L’educazione familiare fu prima di tutto fedele specchio dell’ambiente dell’epoca in cui si colloca la sua famiglia di agiati intellettuali dell’Inghilterra vittoriana. Fu la madre, prima di ogni altra, tutta dedita al marito e all’allevamento di otto figli, a rappresentare ai suoi occhi la condizione subalterna, servile e priva di autonomia che la donna ha subito per secoli. A Virginia non fu permesso di studiare all’università ma riuscì lo stesso ad accedere al sapere tramite la grande biblioteca paterna in cui si perdeva con l’immaginazione, immersa nei libri. Una formidabile autodidatta. Nel corso della sua vita, Virginia Woolf fu sempre interessata al ruolo della donna nella società e lavorò come volontaria nel movimento che combatteva per l’estensione del diritto al voto a entrambi i sessi, scrisse anche opere sull’emancipazione femminile come Una Stanza Tutta per sé del 1929, un’opera di grande impatto sul movimento femminista degli anni ’60 e ’70 del ‘900.
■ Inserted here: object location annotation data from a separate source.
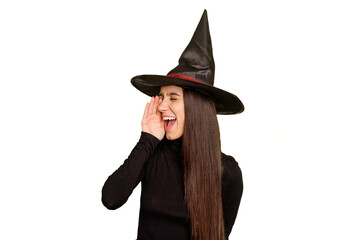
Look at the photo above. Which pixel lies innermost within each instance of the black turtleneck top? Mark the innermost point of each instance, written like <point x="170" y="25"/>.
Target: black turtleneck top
<point x="158" y="166"/>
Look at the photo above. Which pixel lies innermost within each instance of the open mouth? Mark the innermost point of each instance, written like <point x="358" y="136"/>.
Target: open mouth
<point x="169" y="122"/>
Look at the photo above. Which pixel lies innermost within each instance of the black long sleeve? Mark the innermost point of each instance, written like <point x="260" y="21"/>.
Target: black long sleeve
<point x="158" y="166"/>
<point x="232" y="188"/>
<point x="119" y="186"/>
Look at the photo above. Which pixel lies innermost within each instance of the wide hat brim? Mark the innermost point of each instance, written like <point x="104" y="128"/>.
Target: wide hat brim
<point x="225" y="102"/>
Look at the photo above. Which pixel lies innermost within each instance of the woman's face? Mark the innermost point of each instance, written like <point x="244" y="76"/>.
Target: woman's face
<point x="172" y="111"/>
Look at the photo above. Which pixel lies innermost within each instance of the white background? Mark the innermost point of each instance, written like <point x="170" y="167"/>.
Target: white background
<point x="69" y="115"/>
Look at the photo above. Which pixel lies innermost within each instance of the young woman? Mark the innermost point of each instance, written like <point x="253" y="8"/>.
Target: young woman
<point x="190" y="189"/>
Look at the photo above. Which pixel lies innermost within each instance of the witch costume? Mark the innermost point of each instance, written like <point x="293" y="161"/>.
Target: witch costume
<point x="158" y="165"/>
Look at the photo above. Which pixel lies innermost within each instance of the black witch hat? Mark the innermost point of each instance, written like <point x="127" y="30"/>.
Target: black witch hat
<point x="195" y="71"/>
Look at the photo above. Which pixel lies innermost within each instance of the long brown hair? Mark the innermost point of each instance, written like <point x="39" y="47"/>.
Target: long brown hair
<point x="202" y="167"/>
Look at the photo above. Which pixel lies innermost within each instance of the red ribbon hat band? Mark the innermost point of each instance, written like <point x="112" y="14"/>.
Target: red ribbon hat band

«Per tutti questi secoli le donne hanno svolto la funzione di specchi, dotati della magica e deliziosa proprietà di riflettere la figura dell’uomo a grandezza doppia del naturale.»
Fu anche fautrice del Modernismo attraverso una profonda innovazione dello stile e della lingua inglesi. Nella sua opera complessiva sperimentò la tecnica del flusso di coscienza e dotò i suoi personaggi di uno straordinario potere psichico ed emotivo.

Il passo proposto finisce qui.